Menurut salah satu Tokoh PITI DIY itu, acara berbalut budaya ini pun menjadi ladang syiar Islam bagi PITI. “Ibarat menyelam sambil minum air,” ungkapnya.
Dakwah semacam ini, Budi melanjutkan, PITI ingin menunjukkan bahwa Islam adalah benar-benar agama rahmatan lil ‘alamin, khususnya syiar bago warga Tionghoa Yogyakarta. Menurutnta, yang harus menggalang syiar Islam ke komunitas Tionghoa tentu adalah Muslim Tionghoa sendiri, bukan etnik lain. Karena Muslim Tionghoa lah yang lebih mengerti keadaan yang dihadapi oleh sesama warga Tionghoa (yang belum memeluk Islam), termasuk budaya dan filosofi kehidupan masyarakat Tionghoa.
Berdasarkan pengamatanya, hingga kini dakwah di tengah-tengah etnik Tionghoa masih menghadapi beberapa kendala. Di antaranya kendala psikologis, sosiologis, fisik, hingga ekonomis.

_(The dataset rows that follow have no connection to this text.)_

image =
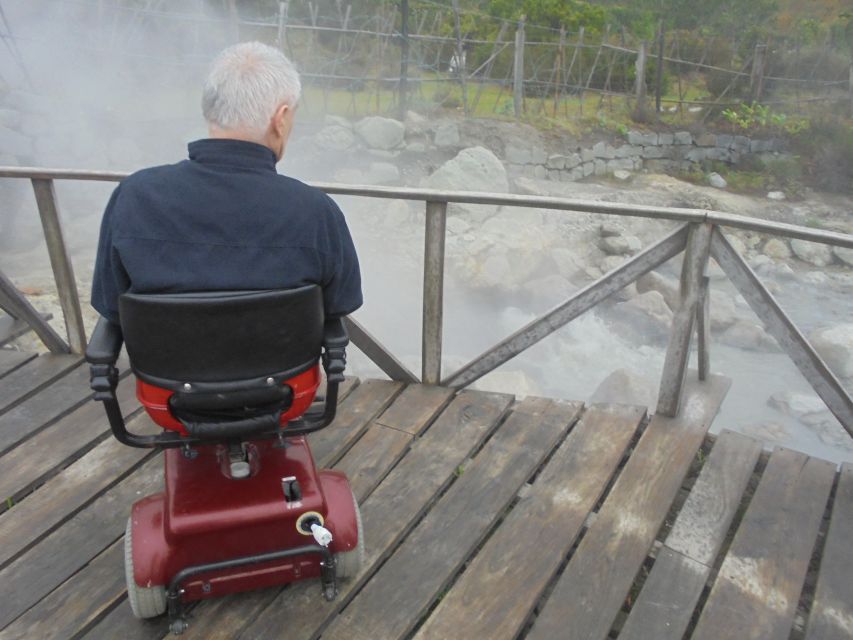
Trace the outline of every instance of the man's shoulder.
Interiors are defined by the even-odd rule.
[[[301,180],[282,174],[276,174],[276,183],[286,192],[289,202],[299,202],[303,206],[309,206],[314,210],[322,210],[329,214],[339,212],[335,201],[325,191],[317,187],[312,187]]]
[[[154,167],[146,167],[134,171],[121,181],[123,191],[146,188],[162,184],[164,179],[179,175],[187,164],[187,160],[181,160],[174,164],[161,164]]]

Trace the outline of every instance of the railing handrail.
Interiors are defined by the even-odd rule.
[[[119,182],[131,175],[126,171],[90,171],[87,169],[51,169],[43,167],[3,167],[0,178],[27,178],[40,180],[91,180]],[[394,198],[424,202],[460,204],[486,204],[497,206],[554,209],[578,213],[601,213],[632,218],[672,220],[676,222],[709,223],[745,231],[808,240],[835,247],[853,248],[853,235],[838,231],[814,229],[786,222],[762,220],[711,209],[689,207],[664,207],[639,204],[622,204],[595,200],[577,200],[558,196],[529,196],[512,193],[486,193],[481,191],[448,191],[419,187],[383,187],[373,185],[310,182],[311,186],[331,195],[362,196],[367,198]]]
[[[0,273],[0,305],[25,319],[54,351],[82,353],[86,335],[80,300],[59,220],[54,180],[100,180],[118,182],[128,173],[39,167],[0,167],[0,178],[26,178],[32,183],[47,241],[57,291],[68,332],[65,344],[36,313],[26,298]],[[426,204],[424,222],[424,288],[421,324],[421,378],[397,360],[378,340],[354,319],[349,319],[353,343],[390,377],[407,382],[445,384],[462,388],[501,366],[539,342],[573,318],[589,310],[619,289],[635,282],[644,273],[684,252],[680,306],[673,315],[657,412],[674,416],[679,411],[684,380],[695,333],[699,347],[699,377],[705,379],[709,367],[710,320],[707,276],[708,262],[714,258],[752,310],[764,322],[794,364],[823,399],[827,407],[853,436],[853,399],[827,367],[806,337],[776,303],[718,227],[732,227],[798,238],[836,247],[853,248],[853,235],[760,220],[721,211],[680,207],[627,205],[610,202],[572,200],[551,196],[442,191],[409,187],[377,187],[313,183],[335,195],[420,200]],[[449,203],[509,205],[582,213],[671,220],[682,224],[665,238],[646,247],[619,267],[570,296],[552,310],[529,322],[511,336],[483,352],[456,372],[442,376],[442,333],[444,306],[444,262],[447,207]]]

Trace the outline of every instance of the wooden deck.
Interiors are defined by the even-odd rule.
[[[109,437],[87,382],[76,356],[0,351],[2,640],[167,635],[132,617],[122,561],[160,459]],[[362,505],[361,576],[333,603],[303,582],[197,604],[185,637],[849,639],[853,467],[708,438],[727,387],[649,419],[350,380],[312,448]]]

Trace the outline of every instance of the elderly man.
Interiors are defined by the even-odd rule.
[[[189,159],[126,178],[101,223],[92,306],[118,323],[126,291],[323,288],[326,316],[362,304],[344,216],[321,191],[276,173],[299,75],[259,42],[225,49],[204,86],[210,137]]]

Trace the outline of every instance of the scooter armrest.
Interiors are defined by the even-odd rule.
[[[86,347],[86,362],[89,364],[115,364],[118,360],[124,336],[121,327],[106,318],[99,318],[89,345]]]

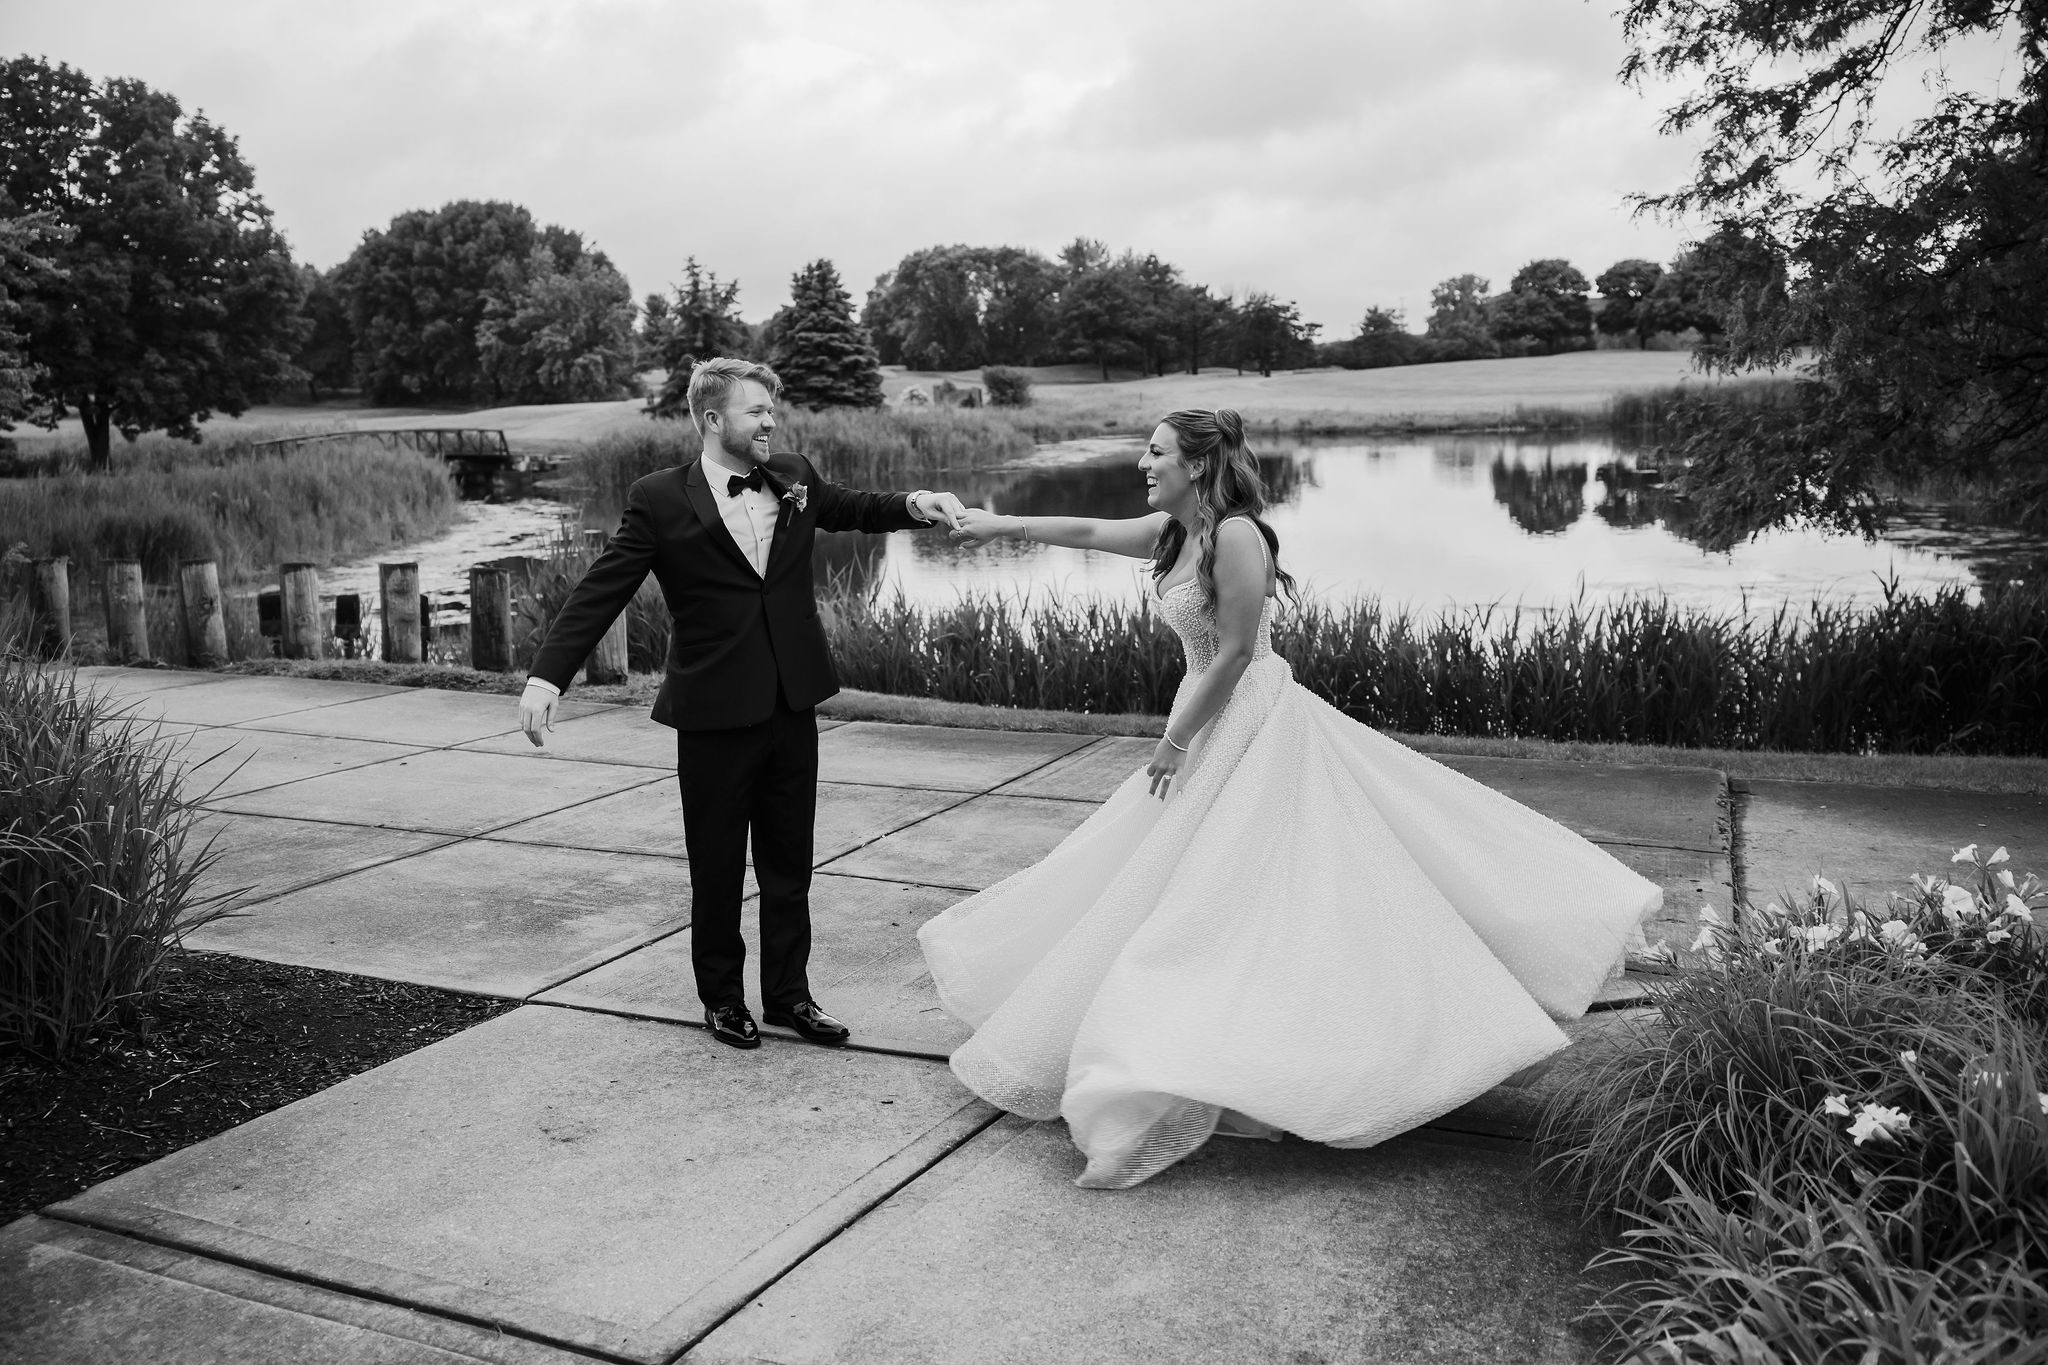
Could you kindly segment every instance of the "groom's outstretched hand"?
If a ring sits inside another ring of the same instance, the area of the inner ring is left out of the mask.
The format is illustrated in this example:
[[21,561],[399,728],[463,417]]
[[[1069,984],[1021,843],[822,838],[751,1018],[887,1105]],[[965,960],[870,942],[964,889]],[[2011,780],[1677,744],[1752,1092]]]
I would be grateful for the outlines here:
[[923,489],[910,495],[910,510],[926,521],[944,522],[948,530],[960,529],[960,518],[967,509],[960,505],[960,499],[951,493],[928,493]]
[[526,690],[519,694],[519,728],[526,731],[536,749],[546,743],[540,732],[555,728],[555,703],[561,699],[561,693],[540,679],[526,680]]

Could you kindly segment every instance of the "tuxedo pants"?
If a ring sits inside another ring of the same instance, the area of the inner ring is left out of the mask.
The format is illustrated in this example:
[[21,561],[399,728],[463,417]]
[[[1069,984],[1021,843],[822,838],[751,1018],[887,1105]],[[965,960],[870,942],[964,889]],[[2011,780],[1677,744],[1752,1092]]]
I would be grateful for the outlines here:
[[683,846],[690,859],[690,963],[706,1006],[746,1003],[740,899],[747,840],[761,884],[761,1003],[811,998],[811,829],[818,813],[818,722],[776,702],[736,730],[676,732]]

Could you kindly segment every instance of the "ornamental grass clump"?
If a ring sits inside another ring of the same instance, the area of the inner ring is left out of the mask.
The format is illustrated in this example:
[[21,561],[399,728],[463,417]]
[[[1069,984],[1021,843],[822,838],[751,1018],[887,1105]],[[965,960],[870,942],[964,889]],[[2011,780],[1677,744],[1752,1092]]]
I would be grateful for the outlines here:
[[211,841],[152,732],[68,671],[0,659],[0,1046],[61,1059],[135,1026],[203,895]]
[[2006,862],[1703,911],[1706,969],[1555,1097],[1543,1169],[1618,1234],[1623,1355],[2042,1358],[2048,889]]

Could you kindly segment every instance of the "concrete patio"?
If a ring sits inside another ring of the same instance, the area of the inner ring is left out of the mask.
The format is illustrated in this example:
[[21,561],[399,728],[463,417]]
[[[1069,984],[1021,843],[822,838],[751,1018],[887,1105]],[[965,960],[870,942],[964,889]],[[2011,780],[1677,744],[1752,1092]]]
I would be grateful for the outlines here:
[[[918,926],[1148,741],[821,722],[813,983],[855,1046],[742,1054],[697,1027],[672,741],[637,709],[572,697],[535,751],[502,696],[81,677],[178,740],[212,885],[247,888],[190,946],[521,1007],[0,1231],[0,1357],[1587,1358],[1588,1247],[1525,1180],[1556,1067],[1378,1148],[1218,1140],[1116,1194],[946,1069],[964,1033]],[[1737,895],[1737,830],[1766,892],[1981,837],[2048,852],[2034,798],[1455,766],[1660,882],[1680,949]],[[1641,990],[1575,1033],[1626,1030]]]

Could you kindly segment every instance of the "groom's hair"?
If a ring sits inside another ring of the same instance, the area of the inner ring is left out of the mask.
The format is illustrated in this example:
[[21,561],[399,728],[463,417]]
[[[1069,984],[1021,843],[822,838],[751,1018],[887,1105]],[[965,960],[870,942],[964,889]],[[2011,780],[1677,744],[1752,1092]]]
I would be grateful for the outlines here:
[[725,400],[742,381],[751,379],[765,385],[770,395],[782,396],[782,381],[766,365],[735,356],[700,360],[690,368],[690,421],[704,430],[704,414],[725,410]]

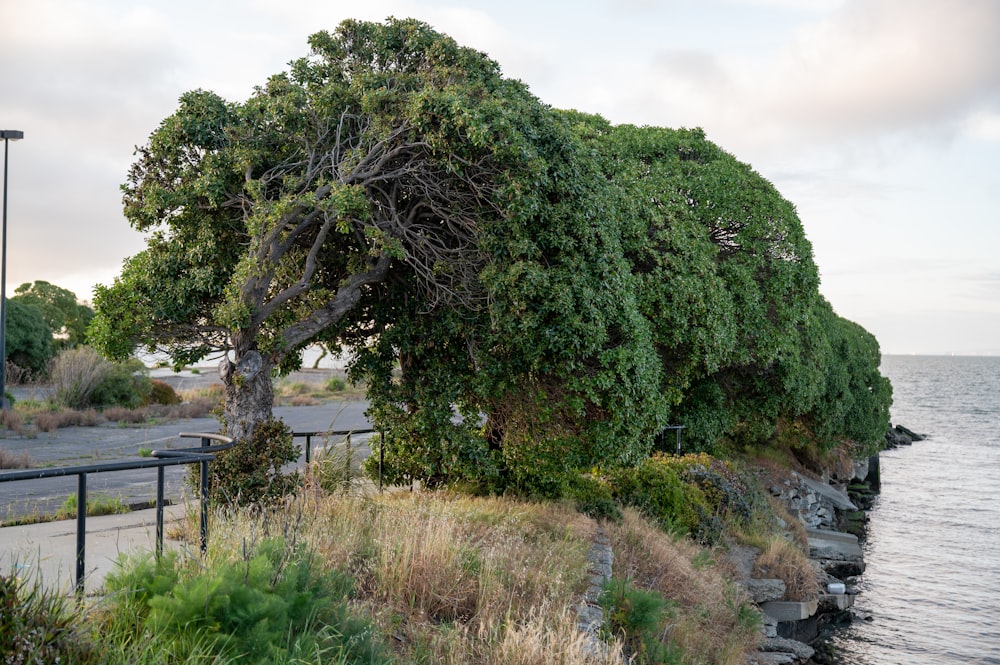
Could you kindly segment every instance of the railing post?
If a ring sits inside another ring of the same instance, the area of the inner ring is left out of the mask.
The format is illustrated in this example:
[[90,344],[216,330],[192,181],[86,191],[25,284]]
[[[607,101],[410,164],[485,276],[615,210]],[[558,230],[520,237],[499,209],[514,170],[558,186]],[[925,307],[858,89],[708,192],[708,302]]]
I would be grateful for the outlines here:
[[156,560],[163,556],[163,467],[156,467]]
[[385,432],[378,433],[378,493],[382,493],[382,463],[385,462]]
[[[201,447],[208,448],[207,437],[201,438]],[[208,461],[202,460],[201,465],[201,553],[208,551]]]
[[306,434],[306,464],[311,462],[312,456],[312,434]]
[[351,433],[344,440],[344,492],[351,491]]
[[681,456],[681,428],[677,428],[677,456]]
[[76,485],[76,595],[83,598],[87,555],[87,474],[77,475]]

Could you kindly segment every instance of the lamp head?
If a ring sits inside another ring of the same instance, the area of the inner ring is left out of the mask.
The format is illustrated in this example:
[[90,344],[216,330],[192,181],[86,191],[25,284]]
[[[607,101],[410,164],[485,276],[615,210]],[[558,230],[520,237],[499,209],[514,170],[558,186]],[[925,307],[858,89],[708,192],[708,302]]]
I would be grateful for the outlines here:
[[0,129],[0,139],[18,141],[24,138],[24,132],[19,129]]

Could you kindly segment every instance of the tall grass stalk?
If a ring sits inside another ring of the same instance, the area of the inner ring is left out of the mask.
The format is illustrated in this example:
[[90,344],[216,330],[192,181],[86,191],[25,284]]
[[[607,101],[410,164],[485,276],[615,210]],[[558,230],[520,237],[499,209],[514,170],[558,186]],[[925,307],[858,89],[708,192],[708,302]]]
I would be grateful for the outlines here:
[[746,662],[760,640],[756,613],[710,550],[664,534],[632,509],[608,530],[615,576],[676,603],[662,636],[684,652],[685,662]]

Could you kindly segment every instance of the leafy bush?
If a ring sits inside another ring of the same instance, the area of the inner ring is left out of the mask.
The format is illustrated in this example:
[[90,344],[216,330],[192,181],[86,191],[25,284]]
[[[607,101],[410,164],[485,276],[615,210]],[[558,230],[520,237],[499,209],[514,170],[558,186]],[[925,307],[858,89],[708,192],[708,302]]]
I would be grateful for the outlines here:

Ia mengharapkan agar warga Muslim Tonghoa lebih peduli dengan warga Tionghoa lainnya (yang belum memeluk Islam) dalam hal syiar Islam, dan mendukung syiar Islam dengan bersemangat dan sungguh-sungguh. “Peran-peran Muslim Tionghoa dalam dakwah pun perlu senantiasa diangkat guna mendobrak berbagai pembatas dan merubah paradigma yang berlaku di tengah-tengah masyarakat pada umumnya, dan masyarakat Muslim pada khususnya,” terang Budi
Tentu saja, Budi menambahkan, selain mendukung acara kebudayaan yang positif seperti ini, gagasan dakwah yang sedemikian rupa juga perlu didukung karena segaris dengan model dakwah yang dahulu pernah dilakukan mubaligh lainnya. Hal ini juga selaras dengan gagasan dakwah kultural ala Muhammadiyah yang merupakan suatu pendekatan dan strategi dakwah dalam konteks aktualisasi ajaran Islam di tengah dinamika kebudayaan dan perubahan sosial dalam suatu masyarakat (Adt/g).